Last week, Al-Qaida affiliated terrorists killed a senior figure in the Western-backed Free Syrian Army, demonstrating the deep rift within the Sunni opposition. This, on top of the civil war raging in Syria, which involves other regional players, has kept the rage of anti-Israel forces engaged against each other rather than Israel.
On Tuesday, a convoy carrying Hezbollah security officials was hit by a roadside bomb near the Lebanon-Syria border, with three wounded in the third attack on the Shi’ite militant group since May, security sources said.
The wounded men were traveling in a convoy of two vehicles heading toward Syria. A barrage of gunfire hit the convoy after the blast, security sources said.
Moreover, despite a rocket hitting the Golan once every week, Israel has limited itself to what has been reported as secret bombing operations in Syria against advanced weaponry or chemical weapons. Other than that, Israel is not overtly involving itself in the turmoil.
The chaos in Sinai and the recent escalation of violence against Egyptian security forces by Islamists as a result of the coup against former president Mohamed Morsi has also seen Israel take a hands-off approach. Even though some of these forces are originating in Gaza, as long as attacks are not launched on Israel proper, Israel has not been retaliating.
Israel granting permission to Egypt for additional forces in Sinai begs the question: Is the peace treaty between the two being downgraded?

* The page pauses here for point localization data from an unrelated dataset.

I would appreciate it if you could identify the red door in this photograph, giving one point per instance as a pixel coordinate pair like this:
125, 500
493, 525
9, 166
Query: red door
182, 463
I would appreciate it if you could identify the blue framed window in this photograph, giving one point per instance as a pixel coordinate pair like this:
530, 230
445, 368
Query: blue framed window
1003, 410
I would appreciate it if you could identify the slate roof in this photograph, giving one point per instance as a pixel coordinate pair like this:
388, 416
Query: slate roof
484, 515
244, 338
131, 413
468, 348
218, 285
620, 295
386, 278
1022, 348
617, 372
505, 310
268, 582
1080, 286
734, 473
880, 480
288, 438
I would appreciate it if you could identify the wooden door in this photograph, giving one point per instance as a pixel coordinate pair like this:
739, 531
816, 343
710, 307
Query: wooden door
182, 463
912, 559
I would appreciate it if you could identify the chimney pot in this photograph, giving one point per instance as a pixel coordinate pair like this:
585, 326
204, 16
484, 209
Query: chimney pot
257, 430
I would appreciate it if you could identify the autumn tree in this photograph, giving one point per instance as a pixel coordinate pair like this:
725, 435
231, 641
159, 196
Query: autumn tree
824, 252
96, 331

It could be seen as a positive development that the Egyptian army is getting serious about fighting Sinai-based terror, which has connections to the Hamas-controlled Gaza Strip.
“The demilitarization clauses of the 1979 Egyptian-Israeli Treaty of Peace remain important for the security of Israel,” Dore Gold, former Israeli ambassador to the UN and president of the Jerusalem Center for Public Affairs, told The Jerusalem Post. “At the same time, Israel is cognizant of the intensified efforts of the Egyptian armed forces to fight international terrorism in Sinai, and thus must make allowances at times regarding Egyptian deployment levels.”
Chuck Freilich, a senior fellow at the Belfer Center of Harvard’s Kennedy School of Government and a former deputy national security adviser in Israel, told the Post: “This is not the first time Israel has approved Egyptian troop increases; it has already done so a number of times, under [former president Hosni] Mubarak and since, to help the Egyptian military pursue what is a shared interest in promoting stability in Sinai and preventing cross border attacks….The new military-backed regime holds out far greater hope for the future of the Egyptian-Israeli relationship than under Morsi.”
Freilich added that even though Morsi had maintained the peace treaty and played a positive role in brokering the ceasefire after Operation Pillar of Defense, “the peace treaty under him was living on borrowed time – sooner or later the Muslim Brotherhood would have abrogated it.”
He also noted that the Brotherhood was a viciously anti-Israel and anti-Semitic group, and that Israel “should aid the new military leadership in any way it can.”
Furthermore, he said he believes that in order to preserve the peace treaty with Egypt, which is of great importance to Israel, the Jewish state should also “exert maximal restraint in the face of what will undoubtedly be further attacks out of Sinai.”
Thus, he said, Israel should continue to stay out of the fighting there.